Runying Tian M.S ¹, Steven Cate A.S ¹, MaKenzie Jones B.S ¹ and William Hildebrand Ph.D ¹. ¹ Microbiology and Immunology, University of Oklahoma Health Science Center, Oklahoma City, OK, USA .

The class I and class II Human leukocyte antigens (HLA) mediate most, if not all, adaptive immune responses. Since each individual has a different combination of class I and class II HLA molecules inherited from her/his parents, the immune response to infection and vaccination differs respectfully from person to person. In addition, many autoimmune diseases, such as arthritis and diabetes, are associated with particular class I and/or class II molecules. Knowledge of a patients/populations HLA molecules therefore becomes a key element in vaccine design and uncovering autoimmune triggering mechanisms. HLA DNA sequence-based typing (SBT) represents a method that identifies all polymorphisms in a racially independent manner.
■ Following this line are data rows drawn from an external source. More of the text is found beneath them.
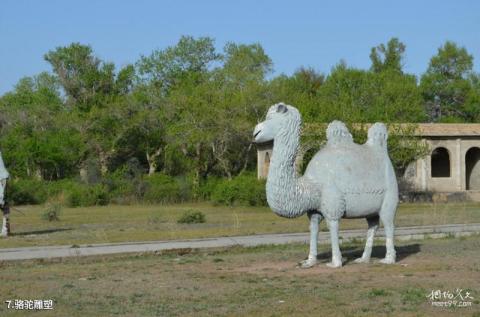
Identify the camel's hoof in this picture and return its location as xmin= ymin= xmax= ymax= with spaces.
xmin=298 ymin=259 xmax=317 ymax=269
xmin=353 ymin=257 xmax=370 ymax=263
xmin=327 ymin=261 xmax=342 ymax=269
xmin=380 ymin=256 xmax=395 ymax=264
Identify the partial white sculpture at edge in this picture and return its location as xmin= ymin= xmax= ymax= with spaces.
xmin=0 ymin=152 xmax=10 ymax=237
xmin=254 ymin=103 xmax=398 ymax=268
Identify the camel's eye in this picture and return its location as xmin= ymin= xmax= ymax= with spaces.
xmin=277 ymin=103 xmax=288 ymax=113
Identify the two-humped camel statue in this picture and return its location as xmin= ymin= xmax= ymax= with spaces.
xmin=254 ymin=103 xmax=398 ymax=268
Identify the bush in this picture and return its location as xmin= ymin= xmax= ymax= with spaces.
xmin=177 ymin=210 xmax=206 ymax=223
xmin=198 ymin=177 xmax=223 ymax=200
xmin=65 ymin=183 xmax=109 ymax=207
xmin=211 ymin=173 xmax=267 ymax=206
xmin=103 ymin=168 xmax=138 ymax=204
xmin=143 ymin=173 xmax=188 ymax=203
xmin=6 ymin=179 xmax=48 ymax=205
xmin=42 ymin=203 xmax=62 ymax=221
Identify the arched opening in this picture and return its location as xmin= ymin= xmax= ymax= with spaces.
xmin=431 ymin=147 xmax=450 ymax=177
xmin=465 ymin=147 xmax=480 ymax=190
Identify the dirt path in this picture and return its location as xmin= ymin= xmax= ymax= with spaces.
xmin=0 ymin=223 xmax=480 ymax=261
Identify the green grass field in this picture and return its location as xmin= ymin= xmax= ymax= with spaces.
xmin=0 ymin=235 xmax=480 ymax=317
xmin=0 ymin=203 xmax=480 ymax=248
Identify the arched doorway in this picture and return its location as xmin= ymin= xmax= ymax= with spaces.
xmin=431 ymin=147 xmax=450 ymax=177
xmin=465 ymin=147 xmax=480 ymax=190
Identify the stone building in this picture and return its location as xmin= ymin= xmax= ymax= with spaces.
xmin=257 ymin=123 xmax=480 ymax=201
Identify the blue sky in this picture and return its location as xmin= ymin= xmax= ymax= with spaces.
xmin=0 ymin=0 xmax=480 ymax=94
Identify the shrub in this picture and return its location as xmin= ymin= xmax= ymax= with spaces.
xmin=143 ymin=173 xmax=182 ymax=203
xmin=66 ymin=183 xmax=109 ymax=207
xmin=6 ymin=179 xmax=48 ymax=205
xmin=177 ymin=210 xmax=206 ymax=223
xmin=42 ymin=203 xmax=62 ymax=221
xmin=198 ymin=177 xmax=222 ymax=200
xmin=103 ymin=168 xmax=138 ymax=204
xmin=211 ymin=173 xmax=267 ymax=206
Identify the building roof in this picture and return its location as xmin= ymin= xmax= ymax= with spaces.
xmin=303 ymin=123 xmax=480 ymax=137
xmin=416 ymin=123 xmax=480 ymax=136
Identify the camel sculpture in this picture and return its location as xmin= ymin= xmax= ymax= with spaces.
xmin=254 ymin=103 xmax=398 ymax=268
xmin=0 ymin=152 xmax=10 ymax=237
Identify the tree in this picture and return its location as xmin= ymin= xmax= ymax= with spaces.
xmin=420 ymin=41 xmax=475 ymax=121
xmin=44 ymin=43 xmax=115 ymax=111
xmin=0 ymin=73 xmax=83 ymax=180
xmin=223 ymin=43 xmax=272 ymax=86
xmin=136 ymin=36 xmax=221 ymax=94
xmin=317 ymin=64 xmax=424 ymax=123
xmin=370 ymin=37 xmax=405 ymax=73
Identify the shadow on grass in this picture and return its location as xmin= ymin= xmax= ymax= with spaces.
xmin=317 ymin=243 xmax=421 ymax=264
xmin=10 ymin=228 xmax=73 ymax=236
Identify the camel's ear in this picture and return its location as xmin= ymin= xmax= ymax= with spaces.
xmin=277 ymin=103 xmax=288 ymax=113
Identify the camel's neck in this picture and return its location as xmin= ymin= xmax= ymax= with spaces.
xmin=266 ymin=122 xmax=313 ymax=218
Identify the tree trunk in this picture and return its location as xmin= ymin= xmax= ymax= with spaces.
xmin=146 ymin=148 xmax=162 ymax=175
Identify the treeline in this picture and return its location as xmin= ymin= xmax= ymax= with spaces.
xmin=0 ymin=36 xmax=480 ymax=205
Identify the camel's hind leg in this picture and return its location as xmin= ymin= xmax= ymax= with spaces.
xmin=380 ymin=191 xmax=398 ymax=264
xmin=300 ymin=213 xmax=322 ymax=269
xmin=355 ymin=215 xmax=379 ymax=263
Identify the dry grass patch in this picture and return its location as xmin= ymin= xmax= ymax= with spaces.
xmin=0 ymin=203 xmax=480 ymax=248
xmin=0 ymin=236 xmax=480 ymax=316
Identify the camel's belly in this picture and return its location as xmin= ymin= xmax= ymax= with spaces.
xmin=344 ymin=193 xmax=383 ymax=218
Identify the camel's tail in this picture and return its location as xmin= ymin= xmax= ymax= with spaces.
xmin=327 ymin=120 xmax=353 ymax=144
xmin=367 ymin=122 xmax=388 ymax=148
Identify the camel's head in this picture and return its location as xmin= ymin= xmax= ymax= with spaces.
xmin=253 ymin=102 xmax=301 ymax=143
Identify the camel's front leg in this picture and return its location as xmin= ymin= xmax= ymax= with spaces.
xmin=0 ymin=214 xmax=10 ymax=237
xmin=327 ymin=219 xmax=342 ymax=268
xmin=300 ymin=213 xmax=322 ymax=269
xmin=355 ymin=215 xmax=378 ymax=263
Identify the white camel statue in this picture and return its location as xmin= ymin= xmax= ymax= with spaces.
xmin=254 ymin=103 xmax=398 ymax=268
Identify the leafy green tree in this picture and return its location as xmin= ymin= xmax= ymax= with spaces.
xmin=44 ymin=43 xmax=115 ymax=111
xmin=420 ymin=41 xmax=472 ymax=121
xmin=136 ymin=36 xmax=220 ymax=93
xmin=317 ymin=64 xmax=425 ymax=123
xmin=370 ymin=37 xmax=405 ymax=73
xmin=0 ymin=73 xmax=83 ymax=179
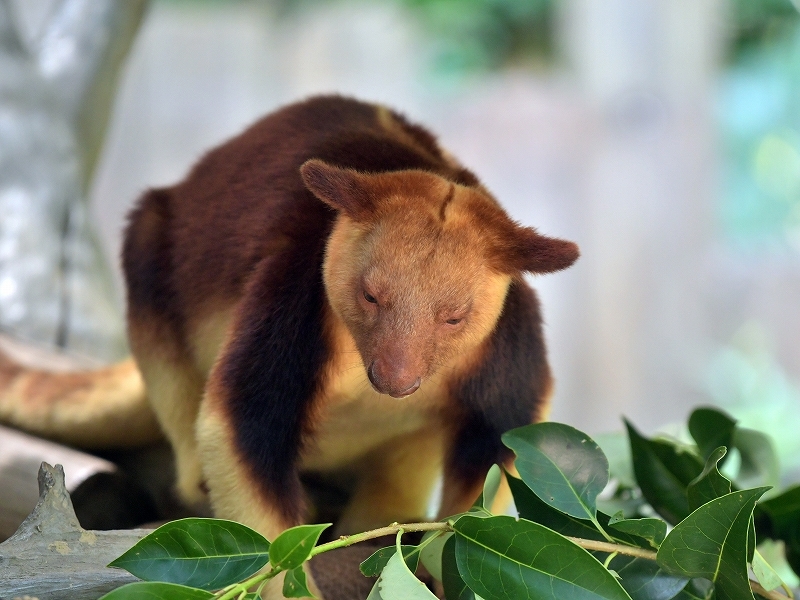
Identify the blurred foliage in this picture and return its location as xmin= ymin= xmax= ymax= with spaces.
xmin=706 ymin=321 xmax=800 ymax=482
xmin=719 ymin=0 xmax=800 ymax=251
xmin=275 ymin=0 xmax=558 ymax=75
xmin=730 ymin=0 xmax=800 ymax=61
xmin=401 ymin=0 xmax=556 ymax=72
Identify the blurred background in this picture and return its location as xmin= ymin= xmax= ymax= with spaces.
xmin=0 ymin=0 xmax=800 ymax=480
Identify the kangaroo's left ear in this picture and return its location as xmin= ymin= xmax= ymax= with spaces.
xmin=494 ymin=224 xmax=580 ymax=273
xmin=300 ymin=158 xmax=375 ymax=221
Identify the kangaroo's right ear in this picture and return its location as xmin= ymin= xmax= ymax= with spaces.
xmin=300 ymin=158 xmax=375 ymax=221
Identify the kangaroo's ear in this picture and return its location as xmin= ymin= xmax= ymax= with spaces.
xmin=300 ymin=158 xmax=374 ymax=221
xmin=494 ymin=224 xmax=580 ymax=273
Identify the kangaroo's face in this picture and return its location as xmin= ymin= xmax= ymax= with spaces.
xmin=301 ymin=161 xmax=577 ymax=398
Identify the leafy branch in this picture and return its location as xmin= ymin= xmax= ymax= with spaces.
xmin=98 ymin=408 xmax=800 ymax=600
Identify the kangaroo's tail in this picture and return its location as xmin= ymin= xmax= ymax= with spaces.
xmin=0 ymin=342 xmax=162 ymax=449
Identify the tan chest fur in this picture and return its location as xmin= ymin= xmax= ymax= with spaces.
xmin=301 ymin=312 xmax=448 ymax=471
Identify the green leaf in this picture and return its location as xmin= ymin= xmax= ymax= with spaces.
xmin=506 ymin=473 xmax=650 ymax=548
xmin=758 ymin=485 xmax=800 ymax=575
xmin=625 ymin=421 xmax=703 ymax=524
xmin=658 ymin=488 xmax=768 ymax=600
xmin=673 ymin=578 xmax=714 ymax=600
xmin=418 ymin=531 xmax=453 ymax=581
xmin=283 ymin=565 xmax=316 ymax=598
xmin=686 ymin=446 xmax=731 ymax=511
xmin=100 ymin=581 xmax=214 ymax=600
xmin=614 ymin=556 xmax=689 ymax=600
xmin=360 ymin=546 xmax=419 ymax=577
xmin=376 ymin=552 xmax=437 ymax=600
xmin=608 ymin=513 xmax=667 ymax=548
xmin=689 ymin=407 xmax=736 ymax=460
xmin=269 ymin=523 xmax=331 ymax=571
xmin=442 ymin=535 xmax=475 ymax=600
xmin=594 ymin=431 xmax=638 ymax=488
xmin=752 ymin=550 xmax=784 ymax=592
xmin=502 ymin=423 xmax=608 ymax=520
xmin=453 ymin=515 xmax=630 ymax=600
xmin=474 ymin=465 xmax=503 ymax=512
xmin=109 ymin=518 xmax=270 ymax=590
xmin=733 ymin=427 xmax=780 ymax=488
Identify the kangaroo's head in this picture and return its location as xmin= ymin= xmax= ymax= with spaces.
xmin=301 ymin=160 xmax=578 ymax=398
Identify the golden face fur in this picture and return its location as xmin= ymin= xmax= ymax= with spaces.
xmin=304 ymin=161 xmax=536 ymax=398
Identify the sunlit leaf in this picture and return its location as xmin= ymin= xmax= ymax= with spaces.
xmin=100 ymin=581 xmax=214 ymax=600
xmin=689 ymin=406 xmax=736 ymax=460
xmin=475 ymin=465 xmax=503 ymax=512
xmin=625 ymin=421 xmax=703 ymax=524
xmin=377 ymin=552 xmax=437 ymax=600
xmin=442 ymin=535 xmax=475 ymax=600
xmin=613 ymin=556 xmax=689 ymax=600
xmin=658 ymin=488 xmax=768 ymax=600
xmin=752 ymin=550 xmax=783 ymax=592
xmin=506 ymin=474 xmax=650 ymax=548
xmin=269 ymin=523 xmax=331 ymax=571
xmin=758 ymin=485 xmax=800 ymax=575
xmin=361 ymin=546 xmax=419 ymax=577
xmin=733 ymin=427 xmax=780 ymax=487
xmin=283 ymin=565 xmax=315 ymax=598
xmin=608 ymin=515 xmax=667 ymax=548
xmin=454 ymin=516 xmax=630 ymax=600
xmin=418 ymin=531 xmax=453 ymax=581
xmin=503 ymin=423 xmax=608 ymax=520
xmin=594 ymin=431 xmax=637 ymax=488
xmin=686 ymin=446 xmax=731 ymax=510
xmin=109 ymin=518 xmax=270 ymax=590
xmin=673 ymin=578 xmax=714 ymax=600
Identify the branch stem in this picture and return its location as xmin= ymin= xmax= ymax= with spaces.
xmin=217 ymin=523 xmax=787 ymax=600
xmin=311 ymin=523 xmax=453 ymax=556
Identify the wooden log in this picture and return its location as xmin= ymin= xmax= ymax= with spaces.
xmin=0 ymin=425 xmax=117 ymax=541
xmin=0 ymin=463 xmax=151 ymax=600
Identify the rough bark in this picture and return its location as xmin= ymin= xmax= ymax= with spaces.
xmin=0 ymin=463 xmax=150 ymax=600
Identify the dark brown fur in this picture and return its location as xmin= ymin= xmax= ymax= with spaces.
xmin=117 ymin=97 xmax=577 ymax=596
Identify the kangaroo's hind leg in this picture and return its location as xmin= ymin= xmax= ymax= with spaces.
xmin=122 ymin=190 xmax=205 ymax=505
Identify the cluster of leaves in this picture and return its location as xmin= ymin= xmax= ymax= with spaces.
xmin=104 ymin=408 xmax=800 ymax=600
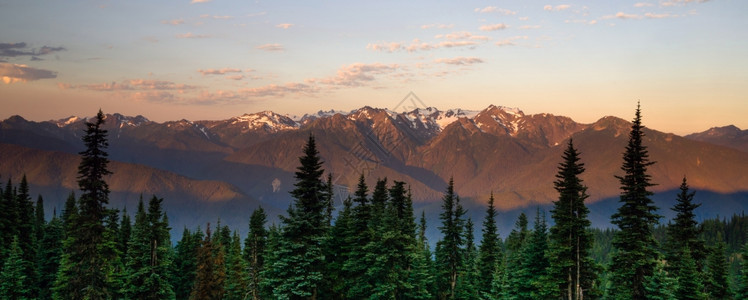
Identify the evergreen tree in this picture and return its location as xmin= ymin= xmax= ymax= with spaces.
xmin=39 ymin=215 xmax=64 ymax=300
xmin=704 ymin=241 xmax=732 ymax=299
xmin=644 ymin=262 xmax=678 ymax=300
xmin=455 ymin=218 xmax=480 ymax=299
xmin=224 ymin=231 xmax=249 ymax=300
xmin=244 ymin=206 xmax=268 ymax=300
xmin=190 ymin=224 xmax=225 ymax=300
xmin=0 ymin=237 xmax=33 ymax=300
xmin=477 ymin=192 xmax=503 ymax=297
xmin=549 ymin=139 xmax=597 ymax=300
xmin=55 ymin=110 xmax=112 ymax=299
xmin=436 ymin=178 xmax=465 ymax=299
xmin=271 ymin=135 xmax=327 ymax=299
xmin=675 ymin=248 xmax=705 ymax=300
xmin=610 ymin=106 xmax=660 ymax=299
xmin=735 ymin=242 xmax=748 ymax=299
xmin=665 ymin=177 xmax=707 ymax=276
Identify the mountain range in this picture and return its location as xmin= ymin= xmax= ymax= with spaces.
xmin=0 ymin=105 xmax=748 ymax=237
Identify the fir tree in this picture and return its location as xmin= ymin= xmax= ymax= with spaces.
xmin=665 ymin=177 xmax=707 ymax=277
xmin=477 ymin=192 xmax=503 ymax=297
xmin=244 ymin=206 xmax=268 ymax=300
xmin=271 ymin=135 xmax=327 ymax=299
xmin=549 ymin=139 xmax=597 ymax=300
xmin=224 ymin=231 xmax=249 ymax=300
xmin=39 ymin=215 xmax=63 ymax=299
xmin=704 ymin=241 xmax=732 ymax=299
xmin=610 ymin=102 xmax=660 ymax=299
xmin=436 ymin=179 xmax=465 ymax=299
xmin=0 ymin=237 xmax=33 ymax=300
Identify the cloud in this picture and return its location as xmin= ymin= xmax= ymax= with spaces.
xmin=434 ymin=56 xmax=483 ymax=66
xmin=197 ymin=68 xmax=242 ymax=76
xmin=57 ymin=79 xmax=197 ymax=92
xmin=644 ymin=13 xmax=678 ymax=19
xmin=161 ymin=19 xmax=184 ymax=25
xmin=601 ymin=11 xmax=642 ymax=20
xmin=474 ymin=6 xmax=517 ymax=16
xmin=255 ymin=44 xmax=285 ymax=51
xmin=495 ymin=35 xmax=529 ymax=47
xmin=543 ymin=4 xmax=571 ymax=11
xmin=434 ymin=31 xmax=488 ymax=41
xmin=0 ymin=63 xmax=57 ymax=84
xmin=366 ymin=35 xmax=480 ymax=53
xmin=306 ymin=63 xmax=399 ymax=87
xmin=177 ymin=32 xmax=210 ymax=39
xmin=0 ymin=42 xmax=67 ymax=60
xmin=421 ymin=24 xmax=455 ymax=29
xmin=479 ymin=23 xmax=507 ymax=31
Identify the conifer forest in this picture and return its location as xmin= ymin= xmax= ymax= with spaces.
xmin=0 ymin=107 xmax=748 ymax=300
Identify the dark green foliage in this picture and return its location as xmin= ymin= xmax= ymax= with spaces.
xmin=548 ymin=139 xmax=597 ymax=300
xmin=609 ymin=106 xmax=660 ymax=299
xmin=38 ymin=216 xmax=64 ymax=299
xmin=664 ymin=177 xmax=707 ymax=277
xmin=644 ymin=262 xmax=678 ymax=300
xmin=476 ymin=192 xmax=504 ymax=295
xmin=704 ymin=241 xmax=732 ymax=299
xmin=268 ymin=135 xmax=327 ymax=299
xmin=224 ymin=232 xmax=249 ymax=300
xmin=171 ymin=227 xmax=203 ymax=299
xmin=244 ymin=207 xmax=268 ymax=300
xmin=436 ymin=179 xmax=465 ymax=299
xmin=675 ymin=248 xmax=705 ymax=300
xmin=0 ymin=237 xmax=33 ymax=300
xmin=190 ymin=224 xmax=226 ymax=300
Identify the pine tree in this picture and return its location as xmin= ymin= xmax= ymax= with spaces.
xmin=55 ymin=110 xmax=112 ymax=299
xmin=665 ymin=177 xmax=707 ymax=276
xmin=704 ymin=241 xmax=732 ymax=299
xmin=224 ymin=231 xmax=249 ymax=300
xmin=39 ymin=211 xmax=64 ymax=299
xmin=610 ymin=102 xmax=660 ymax=299
xmin=675 ymin=248 xmax=706 ymax=300
xmin=644 ymin=262 xmax=678 ymax=300
xmin=549 ymin=139 xmax=597 ymax=300
xmin=271 ymin=135 xmax=327 ymax=299
xmin=244 ymin=206 xmax=268 ymax=300
xmin=436 ymin=178 xmax=465 ymax=299
xmin=477 ymin=192 xmax=504 ymax=297
xmin=190 ymin=224 xmax=225 ymax=300
xmin=0 ymin=237 xmax=33 ymax=300
xmin=735 ymin=242 xmax=748 ymax=299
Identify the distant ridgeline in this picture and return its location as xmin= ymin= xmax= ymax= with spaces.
xmin=0 ymin=107 xmax=748 ymax=299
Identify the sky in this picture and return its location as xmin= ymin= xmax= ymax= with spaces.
xmin=0 ymin=0 xmax=748 ymax=134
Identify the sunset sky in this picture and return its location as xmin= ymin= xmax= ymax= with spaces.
xmin=0 ymin=0 xmax=748 ymax=134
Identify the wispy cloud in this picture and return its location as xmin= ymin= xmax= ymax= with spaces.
xmin=474 ymin=6 xmax=517 ymax=15
xmin=161 ymin=19 xmax=184 ymax=25
xmin=255 ymin=44 xmax=285 ymax=51
xmin=0 ymin=63 xmax=57 ymax=84
xmin=601 ymin=11 xmax=642 ymax=20
xmin=434 ymin=56 xmax=483 ymax=66
xmin=479 ymin=23 xmax=507 ymax=31
xmin=177 ymin=32 xmax=210 ymax=39
xmin=0 ymin=42 xmax=66 ymax=60
xmin=197 ymin=68 xmax=242 ymax=76
xmin=543 ymin=4 xmax=571 ymax=11
xmin=421 ymin=24 xmax=455 ymax=29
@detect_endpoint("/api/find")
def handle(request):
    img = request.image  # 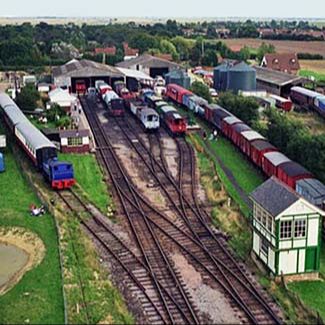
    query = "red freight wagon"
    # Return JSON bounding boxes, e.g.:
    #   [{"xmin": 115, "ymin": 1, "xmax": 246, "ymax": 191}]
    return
[
  {"xmin": 165, "ymin": 84, "xmax": 193, "ymax": 105},
  {"xmin": 277, "ymin": 161, "xmax": 313, "ymax": 190},
  {"xmin": 270, "ymin": 95, "xmax": 292, "ymax": 112},
  {"xmin": 262, "ymin": 151, "xmax": 291, "ymax": 177},
  {"xmin": 221, "ymin": 116, "xmax": 243, "ymax": 138},
  {"xmin": 250, "ymin": 140, "xmax": 278, "ymax": 167},
  {"xmin": 230, "ymin": 123, "xmax": 252, "ymax": 147},
  {"xmin": 239, "ymin": 131, "xmax": 265, "ymax": 157}
]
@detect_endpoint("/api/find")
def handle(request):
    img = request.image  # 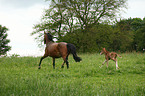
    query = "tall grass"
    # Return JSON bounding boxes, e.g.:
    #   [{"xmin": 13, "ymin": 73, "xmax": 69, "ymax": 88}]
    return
[{"xmin": 0, "ymin": 53, "xmax": 145, "ymax": 96}]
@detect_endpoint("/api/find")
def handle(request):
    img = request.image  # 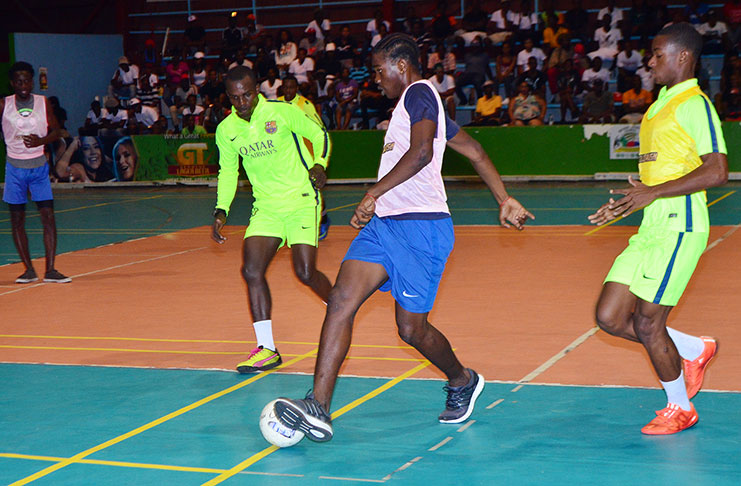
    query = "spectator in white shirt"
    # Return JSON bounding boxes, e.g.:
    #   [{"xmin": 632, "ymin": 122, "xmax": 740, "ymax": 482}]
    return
[
  {"xmin": 587, "ymin": 14, "xmax": 623, "ymax": 61},
  {"xmin": 98, "ymin": 96, "xmax": 128, "ymax": 137},
  {"xmin": 517, "ymin": 37, "xmax": 546, "ymax": 74},
  {"xmin": 260, "ymin": 67, "xmax": 283, "ymax": 100},
  {"xmin": 229, "ymin": 49, "xmax": 253, "ymax": 69},
  {"xmin": 430, "ymin": 63, "xmax": 455, "ymax": 120},
  {"xmin": 597, "ymin": 0, "xmax": 623, "ymax": 29},
  {"xmin": 617, "ymin": 40, "xmax": 643, "ymax": 93},
  {"xmin": 288, "ymin": 47, "xmax": 314, "ymax": 90},
  {"xmin": 489, "ymin": 0, "xmax": 516, "ymax": 44},
  {"xmin": 304, "ymin": 9, "xmax": 332, "ymax": 40},
  {"xmin": 695, "ymin": 9, "xmax": 730, "ymax": 54},
  {"xmin": 108, "ymin": 56, "xmax": 139, "ymax": 98},
  {"xmin": 80, "ymin": 100, "xmax": 108, "ymax": 137},
  {"xmin": 581, "ymin": 57, "xmax": 610, "ymax": 92}
]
Our laboratory pioneered and continues to employ a precision HLA SBT method for studies of bone marrow transplantation, vaccine development, and autoimmunity. The class I and II HLA SBT process is split into three steps PCR, DNA sequencing, data processing - and here we report on the evolution of these 3 steps during the high resolution SBT of more than 20,000 individuals in the last 8 years. We describe the migration of our method from a solid phase sequencing chemistry to a capillary DNA sequencer, we discuss the location of PCR and DNA sequencing primers, we compare SSP and RSCA methods for the resolution of ambiguities, we discuss the software packages available for data processing, and we describe the costs now associated with HLA SBT. The robust nature and cost-efficiency of HLA SBT supports the continued application for studies of disease resistance, vaccine design, and autoimmunity.